I think theres another little force that pushes people towards the PRNG even when they don't need seeding: CSPRNG api always includes an error you need to handle; in case the sys call fails or you run out of entropy.

I'm curious how often crpyto.Rand read fails? How much random do I have to read to exhaust the entropy of a modern system? I've never seen it fail over billions of requests (dd does fine too). Perhaps a Must/panic style API default makes sense for most use-cases?

Edit to add: I took a look at the secrets package in python (https://docs.python.org/3/library/secrets.html) not a single mention of how it can throw. Just doesn't happen in practice?

3 comments

> CSPRNG api always includes an error you need to handle; in case the sys call fails

A user-side CSPRNG — which is the point of adding a ChaCha8 PRNG to math/rand — performs no syscall outside of seeding (unless it supports reseeding).

> you run out of entropy.

Running out of entropy has never been a thing except in the fevered minds of linux kernel developers.

> Running out of entropy has never been a thing except in the fevered minds of linux kernel developers.

Linux used user input and network jitter to generate random numbers, not a pure pseudo random number generator. For a perfectly deterministic pseudo random number generator entropy is only required for seeding and even then you can avoid it if you have no problem with others reproducing the same chain of numbers.

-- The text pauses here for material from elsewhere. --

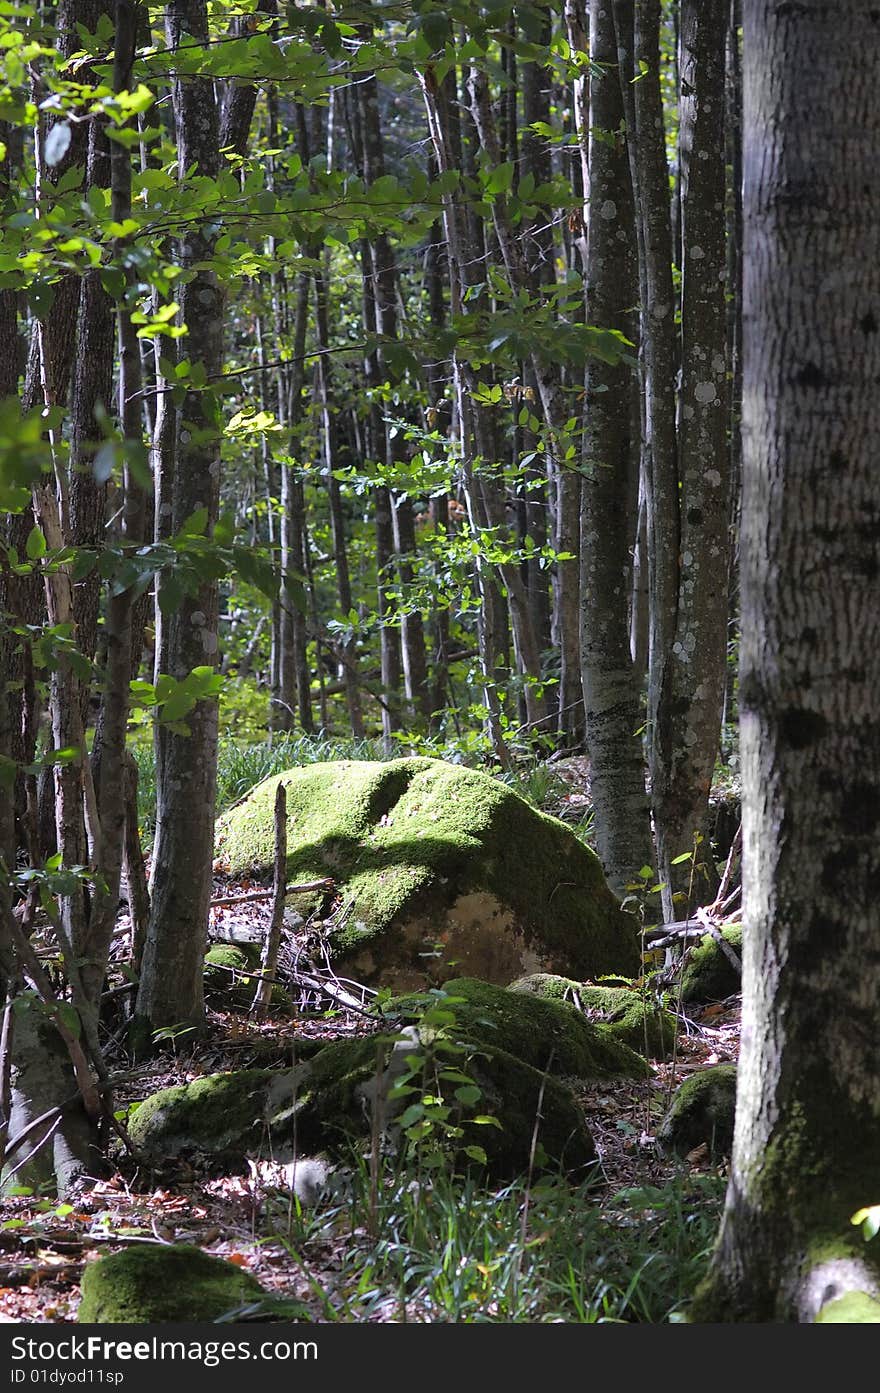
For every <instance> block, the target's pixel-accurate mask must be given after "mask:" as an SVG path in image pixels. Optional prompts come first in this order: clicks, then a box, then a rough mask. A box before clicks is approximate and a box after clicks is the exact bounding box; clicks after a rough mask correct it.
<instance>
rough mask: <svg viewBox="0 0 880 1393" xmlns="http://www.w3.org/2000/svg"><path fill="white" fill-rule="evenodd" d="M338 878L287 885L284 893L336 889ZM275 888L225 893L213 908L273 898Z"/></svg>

Cryptographically-secure PRNGs are also deterministic, but as long as you have at least 256 bits of unpredictable seed, the output remains unpredictable to an attacker for practically forever.

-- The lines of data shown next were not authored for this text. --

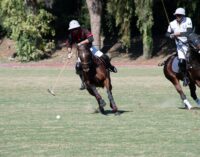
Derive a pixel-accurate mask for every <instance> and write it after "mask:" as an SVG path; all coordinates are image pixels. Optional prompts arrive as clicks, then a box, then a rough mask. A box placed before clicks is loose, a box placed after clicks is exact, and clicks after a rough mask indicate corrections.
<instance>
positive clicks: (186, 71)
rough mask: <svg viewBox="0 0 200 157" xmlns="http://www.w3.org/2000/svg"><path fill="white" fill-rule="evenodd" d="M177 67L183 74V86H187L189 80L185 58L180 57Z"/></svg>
mask: <svg viewBox="0 0 200 157" xmlns="http://www.w3.org/2000/svg"><path fill="white" fill-rule="evenodd" d="M179 68H180V72H181V74H182V76H183V86H187V85H188V84H189V83H190V82H189V78H188V73H187V69H186V60H185V59H180V61H179Z"/></svg>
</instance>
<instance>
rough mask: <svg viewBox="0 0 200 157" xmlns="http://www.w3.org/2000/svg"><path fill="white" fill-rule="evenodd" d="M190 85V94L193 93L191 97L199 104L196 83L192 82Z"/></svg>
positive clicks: (191, 95)
mask: <svg viewBox="0 0 200 157" xmlns="http://www.w3.org/2000/svg"><path fill="white" fill-rule="evenodd" d="M189 87H190V95H191V97H192V98H193V99H194V100H195V102H196V103H197V105H200V99H199V98H198V97H197V95H196V85H195V83H193V82H190V84H189Z"/></svg>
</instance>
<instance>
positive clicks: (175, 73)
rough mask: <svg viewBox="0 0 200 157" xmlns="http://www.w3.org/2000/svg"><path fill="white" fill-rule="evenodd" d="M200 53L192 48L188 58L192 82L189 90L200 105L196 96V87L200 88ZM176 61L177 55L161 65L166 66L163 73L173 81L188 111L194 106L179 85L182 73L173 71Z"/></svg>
mask: <svg viewBox="0 0 200 157" xmlns="http://www.w3.org/2000/svg"><path fill="white" fill-rule="evenodd" d="M199 47H200V45H199ZM198 51H199V50H198V49H196V50H195V49H194V48H193V47H190V51H189V53H188V56H187V72H188V77H189V81H190V83H189V88H190V94H191V97H192V98H193V99H194V100H195V101H196V103H197V104H198V105H200V99H199V98H198V97H197V95H196V85H197V86H198V87H200V54H199V53H198ZM175 59H176V55H171V56H170V57H168V59H167V60H166V61H164V62H163V63H162V64H161V65H164V69H163V72H164V74H165V77H166V78H167V79H168V80H169V81H171V83H172V84H173V85H174V87H175V88H176V90H177V92H178V93H179V94H180V97H181V100H182V101H183V103H184V105H185V107H186V108H187V109H191V108H192V105H191V104H190V103H189V101H188V100H187V98H186V95H185V94H184V92H183V90H182V87H181V85H180V83H179V80H182V79H183V76H182V74H181V73H180V72H175V71H174V70H173V66H174V65H172V64H173V63H174V60H175Z"/></svg>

Linux used/uses user input and network jitter as the seed to a deterministic CSPRNG. It continuously mixes in more unpredictable bits so that the CSPRNG can recover if somehow the kernel's memory gets exposed to an attacker, but this is not required if the kernel's memory remains secure.

To reiterate, running out of entropy is not a thing.

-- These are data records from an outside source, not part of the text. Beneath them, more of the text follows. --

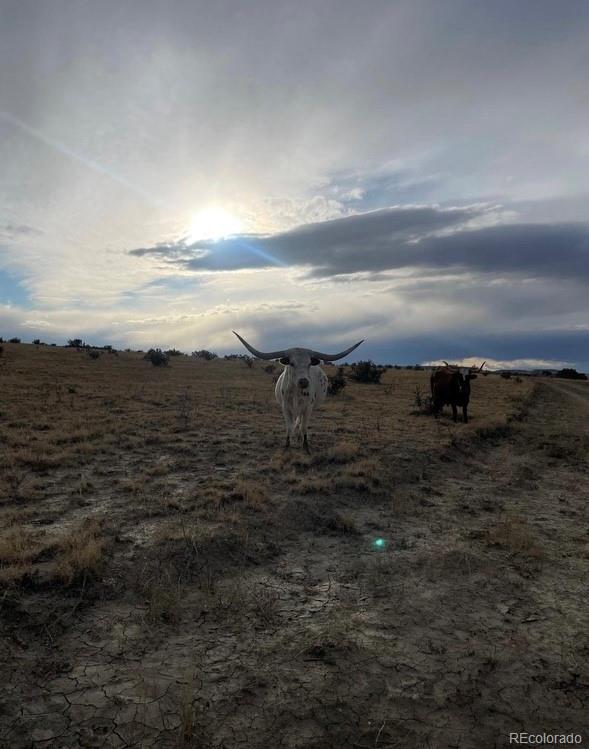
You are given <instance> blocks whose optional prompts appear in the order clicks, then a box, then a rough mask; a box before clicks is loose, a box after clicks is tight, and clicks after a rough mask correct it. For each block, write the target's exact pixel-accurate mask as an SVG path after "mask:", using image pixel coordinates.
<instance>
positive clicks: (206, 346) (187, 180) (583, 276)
mask: <svg viewBox="0 0 589 749" xmlns="http://www.w3.org/2000/svg"><path fill="white" fill-rule="evenodd" d="M588 31H589V7H588V6H587V4H586V3H584V2H576V1H574V0H572V1H571V2H567V3H564V4H556V3H553V2H544V1H543V0H533V1H532V0H522V2H518V3H513V2H504V1H503V0H497V2H493V3H490V2H476V0H468V1H467V0H463V1H458V0H448V2H444V3H439V2H433V0H429V1H428V0H410V1H409V0H407V1H405V2H403V1H398V2H390V1H389V0H387V1H386V2H385V1H384V0H382V1H381V0H375V1H374V2H372V3H370V4H359V3H352V2H347V0H340V1H338V2H336V1H335V0H328V1H327V2H323V3H303V4H293V3H291V2H281V0H278V1H277V2H269V1H266V0H264V1H263V2H261V1H260V0H253V2H251V3H247V4H245V3H240V2H236V1H235V2H216V3H201V2H192V1H190V2H189V0H171V1H170V2H163V1H162V2H158V1H157V0H150V2H139V0H131V2H127V3H124V4H121V3H118V2H116V3H115V2H114V1H113V2H111V1H110V0H106V1H105V2H104V3H100V4H98V3H85V2H73V0H69V1H67V2H66V1H65V0H46V1H45V2H44V3H39V2H34V1H33V0H20V1H19V2H16V0H0V91H1V97H0V159H1V160H2V164H3V169H2V173H1V174H0V335H3V336H4V337H10V336H13V335H18V336H20V337H21V338H22V339H23V340H31V339H32V338H36V337H40V338H42V339H44V340H51V341H56V342H58V343H59V342H63V341H65V340H66V339H67V338H70V337H82V338H85V339H88V340H91V341H95V342H97V343H112V344H114V345H117V346H124V347H126V346H132V347H137V348H146V347H148V346H163V347H172V346H174V347H177V348H180V349H183V350H187V351H191V350H193V349H197V348H210V349H214V350H216V351H218V352H220V353H227V352H230V351H236V350H237V344H236V342H235V339H234V336H232V334H231V330H238V331H239V332H240V333H242V334H243V335H245V336H246V338H248V339H249V340H251V341H252V343H253V344H254V345H257V346H258V347H260V348H267V349H271V348H284V347H286V346H289V345H293V344H295V345H296V344H298V345H308V346H310V347H314V348H317V349H322V350H326V349H330V348H333V349H340V348H343V347H345V346H347V345H349V344H350V343H352V342H354V341H355V340H358V339H359V338H365V339H366V344H364V345H363V347H362V349H359V350H358V352H357V353H358V356H360V355H361V356H362V357H366V356H371V357H373V358H375V359H377V360H380V361H383V362H384V361H390V362H407V363H415V362H418V361H431V360H435V359H448V360H450V359H452V360H458V359H464V360H468V359H472V360H479V359H488V360H490V361H494V362H500V363H502V364H508V363H509V362H517V363H518V366H521V365H522V364H524V365H525V364H527V365H528V366H531V367H534V366H549V365H551V364H553V365H555V366H558V365H562V364H572V365H574V366H577V367H579V368H580V369H585V370H589V353H588V351H589V348H588V346H587V344H588V342H589V340H588V339H589V293H588V276H589V228H588V226H589V217H588V215H587V205H588V204H589V202H588V200H587V198H588V196H589V169H588V166H589V165H588V161H589V136H588V135H587V129H586V124H585V123H586V122H587V119H588V116H589V111H588V109H589V102H588V100H587V97H586V80H585V78H586V70H587V69H588V66H589V59H588V58H589V51H588V45H587V44H586V39H587V33H588ZM226 234H231V235H232V236H230V237H226V236H225V235H226Z"/></svg>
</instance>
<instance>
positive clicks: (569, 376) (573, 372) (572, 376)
mask: <svg viewBox="0 0 589 749" xmlns="http://www.w3.org/2000/svg"><path fill="white" fill-rule="evenodd" d="M556 377H563V378H564V379H566V380H586V379H587V375H586V374H583V372H577V370H576V369H571V368H570V367H565V369H561V370H560V371H559V372H557V373H556Z"/></svg>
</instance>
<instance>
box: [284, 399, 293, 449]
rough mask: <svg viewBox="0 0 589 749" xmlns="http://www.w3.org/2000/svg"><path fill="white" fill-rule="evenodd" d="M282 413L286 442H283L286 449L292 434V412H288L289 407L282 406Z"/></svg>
mask: <svg viewBox="0 0 589 749" xmlns="http://www.w3.org/2000/svg"><path fill="white" fill-rule="evenodd" d="M282 415H283V416H284V423H285V425H286V442H285V443H284V449H285V450H288V448H289V447H290V436H291V434H292V422H293V419H292V414H291V413H290V411H289V409H288V408H286V406H285V407H283V409H282Z"/></svg>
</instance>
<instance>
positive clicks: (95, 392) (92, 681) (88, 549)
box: [0, 344, 589, 749]
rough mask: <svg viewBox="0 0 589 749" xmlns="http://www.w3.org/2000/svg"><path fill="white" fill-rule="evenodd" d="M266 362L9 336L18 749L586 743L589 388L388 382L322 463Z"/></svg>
mask: <svg viewBox="0 0 589 749" xmlns="http://www.w3.org/2000/svg"><path fill="white" fill-rule="evenodd" d="M265 366H266V363H262V362H256V363H255V364H254V366H253V367H252V368H248V367H246V366H245V365H244V363H243V362H242V361H219V360H217V361H212V362H204V361H197V360H192V359H189V358H185V357H174V358H172V360H171V363H170V366H169V367H167V368H156V367H153V366H152V365H151V364H150V363H149V362H147V361H144V360H143V358H142V356H141V355H140V354H135V353H120V354H118V355H114V354H109V353H107V352H101V354H100V356H99V358H98V359H91V358H90V357H89V356H88V353H87V352H86V351H84V350H81V351H77V350H75V349H62V348H50V347H45V346H40V347H36V346H32V345H19V344H4V352H3V354H2V356H1V357H0V388H1V390H0V393H1V397H0V625H1V627H2V639H1V647H2V652H1V654H0V669H1V677H2V687H1V688H0V689H1V699H0V745H2V746H6V747H14V748H15V749H16V748H18V747H31V746H34V747H78V746H83V747H102V746H106V747H131V746H134V747H201V748H203V749H204V748H205V747H207V748H208V747H226V748H227V749H231V748H232V747H252V748H254V749H257V748H258V747H260V748H262V747H271V748H273V747H313V748H314V749H319V748H320V747H321V748H323V747H325V748H326V749H327V748H328V747H341V748H342V749H343V748H344V747H365V748H366V749H369V748H372V747H378V748H382V747H403V748H412V747H432V748H434V749H435V748H436V747H461V748H463V747H464V748H469V747H473V748H474V747H495V746H504V745H507V738H508V734H509V732H510V731H528V732H533V731H536V730H538V731H547V732H548V731H556V732H558V733H562V732H565V731H566V732H570V731H577V732H581V733H583V731H584V732H585V740H587V736H589V734H588V731H587V729H588V728H589V722H588V719H587V715H589V704H588V692H589V679H588V673H589V669H588V665H589V637H588V627H587V622H588V617H587V606H586V593H587V587H586V586H587V579H588V577H587V573H588V571H589V535H588V527H589V526H588V523H587V500H588V499H589V497H588V488H587V484H588V481H587V480H588V478H589V468H588V462H587V460H588V451H589V435H588V430H587V423H588V421H587V417H588V411H589V400H588V394H589V388H587V386H586V385H584V384H582V383H580V384H568V383H552V382H551V381H546V382H544V381H538V380H532V379H528V378H524V379H522V380H519V378H518V379H517V380H516V379H515V378H512V379H510V380H505V379H502V378H500V377H498V376H494V375H490V376H488V377H479V378H478V379H477V380H476V381H475V382H474V383H473V387H472V391H473V392H472V403H471V408H470V412H469V413H470V416H471V421H470V423H469V424H467V425H464V424H461V423H458V424H453V423H452V421H451V419H450V418H449V414H448V413H445V414H444V415H443V416H442V418H440V419H439V420H435V419H433V418H432V417H431V416H428V415H425V414H422V413H419V412H418V409H416V404H415V395H416V388H419V389H420V390H421V392H423V393H424V394H427V391H428V377H429V375H428V373H427V372H423V371H409V370H395V369H390V370H387V372H386V373H385V375H384V377H383V379H382V383H381V384H380V385H361V384H355V383H352V382H348V385H347V386H346V388H345V389H344V390H343V392H342V393H340V394H338V395H337V396H334V397H331V398H330V399H328V401H327V402H326V404H325V405H324V406H323V408H322V409H321V410H320V411H319V412H317V413H316V414H315V416H314V418H313V421H312V423H311V444H312V449H313V453H312V455H311V456H307V455H306V454H305V453H304V452H303V451H302V450H301V449H300V448H294V449H291V450H290V451H288V452H285V451H283V450H282V444H283V439H284V433H283V423H282V417H281V414H280V411H279V409H278V406H277V404H276V403H275V402H274V398H273V377H274V376H275V375H276V374H278V373H279V371H280V369H281V367H280V366H279V365H277V367H276V370H275V372H274V373H272V372H267V371H265V369H264V368H265ZM325 369H326V371H327V372H328V373H333V372H334V371H335V370H334V369H333V368H330V367H326V368H325Z"/></svg>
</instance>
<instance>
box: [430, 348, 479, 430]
mask: <svg viewBox="0 0 589 749" xmlns="http://www.w3.org/2000/svg"><path fill="white" fill-rule="evenodd" d="M444 364H445V365H446V366H445V367H439V368H438V369H436V370H435V372H432V376H431V378H430V386H431V391H432V407H433V413H434V416H435V417H436V418H437V417H438V415H439V413H440V411H441V410H442V408H443V407H444V406H446V405H449V406H452V417H453V419H454V421H456V420H457V409H458V406H460V407H461V408H462V418H463V421H464V423H465V424H467V423H468V402H469V400H470V382H471V380H476V378H477V374H478V373H479V372H481V371H482V369H483V367H484V366H485V364H486V362H483V363H482V364H481V366H480V367H479V368H478V369H477V368H476V367H474V368H472V367H471V368H468V369H465V368H461V367H455V366H453V365H451V364H448V362H446V361H445V362H444Z"/></svg>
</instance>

The difference between “I don’t have enough entropy” and “I have enough entropy to last until the heat death of the universe” is only a small factor.

Attack on the RNG state or entropy is much more of a risk. The entropy required is not a function of how much randomness you need to generate but how much time the system has been running.

Thankfully, Go is considering making crypto/rand infallible, because as it turns out the syscalls do not actually fail in practice (it's not possible to "run out of entropy"): https://github.com/golang/go/issues/66821
> CSPRNG api always includes an error you need to handle (in case the sys call fails or you run out of entropy).

> Perhaps a Must/panic style API makes sense?

Yes, CSPRNGs APIs should be infallible.